The Blood Lions ‘YouthForLions’ team have officially launched a brand new animated clip showing the life cycle of a captive bred lion in South Africa, to create awareness across the globe.
The ‘YouthForLions’ as a movement found its feet shortly on the heels of the international award winning Blood Lions® feature film documentary in 2015. It is a youth-based campaign, focused on educating the youth about wildlife interactive activities and how these activities negatively impact the lives of the animals.
It aims to spread awareness across the globe about the captive lion breeding industry and the exploitative activities that go hand-in-hand with it, such as cub petting, lion walking, the lion bone trade and canned hunting.
As a result, the campaign’s new release is a simplified and animated look at how lion cubs, born in captivity in South Africa, are often taken away from their mothers when they are younger than 10 days old.
" When travelling in South Africa, Think before you visit, cuddle, walk or volunteer with predators including lions, tigers, leopard and cheetah.

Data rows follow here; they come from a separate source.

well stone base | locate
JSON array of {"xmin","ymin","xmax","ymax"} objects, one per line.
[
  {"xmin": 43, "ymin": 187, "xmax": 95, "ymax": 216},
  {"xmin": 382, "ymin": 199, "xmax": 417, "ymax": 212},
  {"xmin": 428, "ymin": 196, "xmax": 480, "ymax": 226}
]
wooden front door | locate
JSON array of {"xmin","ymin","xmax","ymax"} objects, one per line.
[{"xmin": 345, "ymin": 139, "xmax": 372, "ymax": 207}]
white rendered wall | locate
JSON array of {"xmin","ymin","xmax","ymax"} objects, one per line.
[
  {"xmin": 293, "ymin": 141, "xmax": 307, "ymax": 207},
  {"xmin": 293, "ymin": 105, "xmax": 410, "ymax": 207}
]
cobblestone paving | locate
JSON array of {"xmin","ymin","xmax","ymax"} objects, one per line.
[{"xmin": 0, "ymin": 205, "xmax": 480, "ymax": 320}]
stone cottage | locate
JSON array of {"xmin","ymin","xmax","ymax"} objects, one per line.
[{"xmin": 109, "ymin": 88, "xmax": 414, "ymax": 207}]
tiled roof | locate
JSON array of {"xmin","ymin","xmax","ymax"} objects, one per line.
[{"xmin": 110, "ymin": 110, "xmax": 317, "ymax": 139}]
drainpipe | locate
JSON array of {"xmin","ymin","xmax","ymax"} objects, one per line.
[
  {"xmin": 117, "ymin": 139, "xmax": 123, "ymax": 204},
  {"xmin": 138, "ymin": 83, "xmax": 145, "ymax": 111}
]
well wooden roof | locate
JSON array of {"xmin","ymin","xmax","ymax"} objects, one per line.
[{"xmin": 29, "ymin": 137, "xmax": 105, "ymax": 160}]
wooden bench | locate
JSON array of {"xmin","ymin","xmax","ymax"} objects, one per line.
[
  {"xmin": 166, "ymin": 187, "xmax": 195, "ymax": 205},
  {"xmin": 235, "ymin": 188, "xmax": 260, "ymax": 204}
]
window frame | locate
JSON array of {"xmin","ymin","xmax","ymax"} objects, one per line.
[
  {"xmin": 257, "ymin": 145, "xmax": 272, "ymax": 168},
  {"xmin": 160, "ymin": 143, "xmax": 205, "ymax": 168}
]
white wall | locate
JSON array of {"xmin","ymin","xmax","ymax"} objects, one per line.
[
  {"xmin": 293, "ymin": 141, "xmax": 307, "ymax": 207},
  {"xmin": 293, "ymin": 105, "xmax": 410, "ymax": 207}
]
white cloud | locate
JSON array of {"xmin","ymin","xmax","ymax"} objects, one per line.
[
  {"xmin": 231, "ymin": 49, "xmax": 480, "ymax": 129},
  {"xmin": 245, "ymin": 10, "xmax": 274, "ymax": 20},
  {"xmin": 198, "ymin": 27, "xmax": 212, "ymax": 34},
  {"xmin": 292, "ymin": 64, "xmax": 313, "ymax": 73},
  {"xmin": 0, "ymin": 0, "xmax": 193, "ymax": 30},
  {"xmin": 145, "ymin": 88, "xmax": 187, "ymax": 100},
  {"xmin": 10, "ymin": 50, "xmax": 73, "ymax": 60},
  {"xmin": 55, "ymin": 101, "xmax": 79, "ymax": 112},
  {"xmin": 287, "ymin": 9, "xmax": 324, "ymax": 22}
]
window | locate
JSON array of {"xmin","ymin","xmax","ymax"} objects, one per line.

Don't be part of the problem; help be part of the change."
Travellers are being encouraged to share the video to their profiles, as well as add their voice to the global call to stop the captive breeding and associated commercialisation of Africa’s predators by signing their pledge here:
Investigations into the canned lion hunting and lion cub petting industries have shown the cycle is as follows:
The removal of the cubs forces the mothers straight back into an intense breeding cycle. In captivity, lionesses often breed up to four or five times faster than they would in the wild.
The tiny lion cubs are then hand raised, bottle fed and used for cub petting attractions where members of the public pay to pet and hold them.
When they grow older, the sub-adult lions are trained to climb trees and pose on rocks for “selfies” during lion walking attractions.
Once fully grown, the now tame lions are often sold to captive hunting establishments where they can be shot and killed in “canned” or captive lion hunts. This is just one of the ways in which hand reared and bottle fed lion cubs end up. Others are kept in small enclosures and killed for their bones to be exported to South East Asia to supplement the tiger bone trade.
“If you knew the facts, would you still pet a cub or walk with a lion? We don't think so. The clip was created to have a simple message using video as a popular tool to spread awareness about the life cycle of a captive bred lion," says Tamryn Stephenson, YouthForLions Digital Marketing Manager.
"Understanding the different stages of exploitation that these cubs go through, and the fact that they are merely money making machines for their owners is the key to putting an end to this practice."